Should You Avoid Consuming Citrus (OJ and Lemon Water Included) On an Empty Stomach? Gastroenterologists Weigh In

Photo: Stocksy/Elena Kharichkina
Whether it’s drinking that go-to morning glass of lemon water, reaping the benefits of kumquats by eating them whole, sipping fresh-squeezed orange juice, or eating grapefruit wedges by the spoonful, plenty of people start their day by enjoying some form of citrus. “In general, citrus fruit provides a rich source of vitamins, minerals, and dietary fiber that is essential for overall greater well-being,” Genail McKinley, a holistic nutritionist, previously told Well+Good. And you can't deny that the classic tart-and-tangy zing you get from citrus fruits helps fight off some of the morning blearies.

Experts In This Article
  • Mark Pimentel, MD, board-certified gastroenterologist and executive director of the Medically Associated Science and Technology Program at Cedars-Sinai Medical Center
  • Peyton Berookim, MD, board-certified gastroenterologist at the Gastroenterology Institute of Southern California

However, as gastroenterologist Peyton Berookim, MD, explains, citric fruits also contain high amounts of citric acid, which is what lends them their sour flavor. And it’s for this reason that there seems to be some confusion about whether or not it’s okay to consume citrus on an empty stomach. According to Dr. Berookim, folks often come to him with questions like: Is citric acid okay on an empty stomach? Is citrus good in the morning? And can we eat citrus fruit on an empty stomach?

In most cases, the answer to all of these questions is yes, according to Dr. Berookim as well as gastroenterologist Mark Pimentel, MD, an associate professor of medicine and of gastroenterology at Cedars- Sinai. “The stomach is a very acidic place,” Dr. Pimentel says. “So for most people, citrus is not a problem.” For every rule, though, there are exceptions.

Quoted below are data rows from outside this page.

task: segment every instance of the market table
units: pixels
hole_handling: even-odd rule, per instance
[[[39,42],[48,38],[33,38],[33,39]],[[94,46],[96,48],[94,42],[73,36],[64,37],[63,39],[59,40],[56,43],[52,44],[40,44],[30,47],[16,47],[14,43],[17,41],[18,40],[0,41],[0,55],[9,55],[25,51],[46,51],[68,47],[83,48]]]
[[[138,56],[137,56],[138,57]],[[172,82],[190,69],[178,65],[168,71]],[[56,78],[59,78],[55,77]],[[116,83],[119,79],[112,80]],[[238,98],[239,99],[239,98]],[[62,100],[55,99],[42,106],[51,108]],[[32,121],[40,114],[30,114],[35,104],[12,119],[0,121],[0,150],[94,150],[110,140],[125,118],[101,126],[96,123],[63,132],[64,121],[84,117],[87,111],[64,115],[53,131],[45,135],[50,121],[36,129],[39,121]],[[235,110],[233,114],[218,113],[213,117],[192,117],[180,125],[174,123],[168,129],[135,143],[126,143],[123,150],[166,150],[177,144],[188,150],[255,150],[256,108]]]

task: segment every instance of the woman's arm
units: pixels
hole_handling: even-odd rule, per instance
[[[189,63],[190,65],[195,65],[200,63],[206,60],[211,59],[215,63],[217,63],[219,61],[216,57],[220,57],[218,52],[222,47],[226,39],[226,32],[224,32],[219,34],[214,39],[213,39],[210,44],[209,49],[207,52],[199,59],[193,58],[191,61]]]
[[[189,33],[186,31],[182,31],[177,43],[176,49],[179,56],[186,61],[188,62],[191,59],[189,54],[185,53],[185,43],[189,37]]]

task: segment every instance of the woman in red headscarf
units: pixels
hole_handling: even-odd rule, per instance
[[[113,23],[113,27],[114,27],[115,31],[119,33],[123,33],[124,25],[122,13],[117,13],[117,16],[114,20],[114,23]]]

Who shouldn’t consume citrus on an empty stomach

Eating citrus when you don’t have any food in your stomach can be an issue if you have a history of significant heartburn (otherwise known as GERD), explains Dr. Pimentel. “In part because you are drinking an acid drink and your food pipe, or esophagus, is already irritated due to your GERD condition,” he says. “Secondly, because adding more acid and more liquid volume, you can have more reflux.”

A great remedy for acid reflux or a “sour stomach” is alkaline water, Dr. Berookim says. “Drinking four to five glasses of alkaline water can significantly improve heartburn symptoms,” he recommends.

Dr. Berookim also cautions that it’s not just citrus fruit or juice that folks dealing with acid reflux need to be mindful about consuming. “Not only is citric acid found in juice drinks [and fruits], but also in carbonated beverages—it’s added to soft drinks for flavor,” he says. “Some flavored carbonated waters also contain citric acid but at much lower amounts.” So keep those beverages in mind if you experience acid reflux or GERD as well.

Diluting citrus juice in water

All fruits contain very different amounts of citric acid, making them more or less tart and sour vs. sweet. That is, of course, why drinking a glass of OJ is enjoyable, while sipping straight lemon or lime juice or getting the benefits of grapefruit by noshing on the fruit by the spoonful would cause most mouths to pucker. According to both gastroenterologists, this is good news for those with GERD.

“Many people with acid reflux may be able to tolerate pineapple or apricot juice since the citric acid content is not quite as high in these fruits,” Dr. Berookim says. “In addition, apple and grape juices have lower amounts of citric acid.”

On the other end of the sour spectrum are citrus fruits, particularly lemons and limes, which is why people often add them to water to dilute their tart taste. However, it's important to keep in mind that mixing lemon juice with water won't actually do anything to alter the acid content of the citrus fruit. “The chemistry of acid is that water is not a buffer,” Dr. Pimentel says. “The pH, a measure of acid, is not changed by the volume of water.”

That being said, so long as you don’t have issues with heartburn, drinking diluted citrus juice, like lemon or lime water, won’t be an issue, whether you’ve eaten anything or not, Dr. Pimentel adds. And if it means you’ll drink more water, then Dr. Berookim says by all means, squeeze a little citrus juice into your H2O. “Drinking pure water first thing in the morning is best,” he says, “but that can be difficult for some people who prefer water with some flavor. In this case, it is acceptable to drink water with lemon if that is the way that one can promote adequate hydration.”

Bottom line? If lemon is your main squeeze in the morning—or you can’t imagine starting your day without OJ—doing so with (or without) eating food is totally fine unless your doctor has told you otherwise.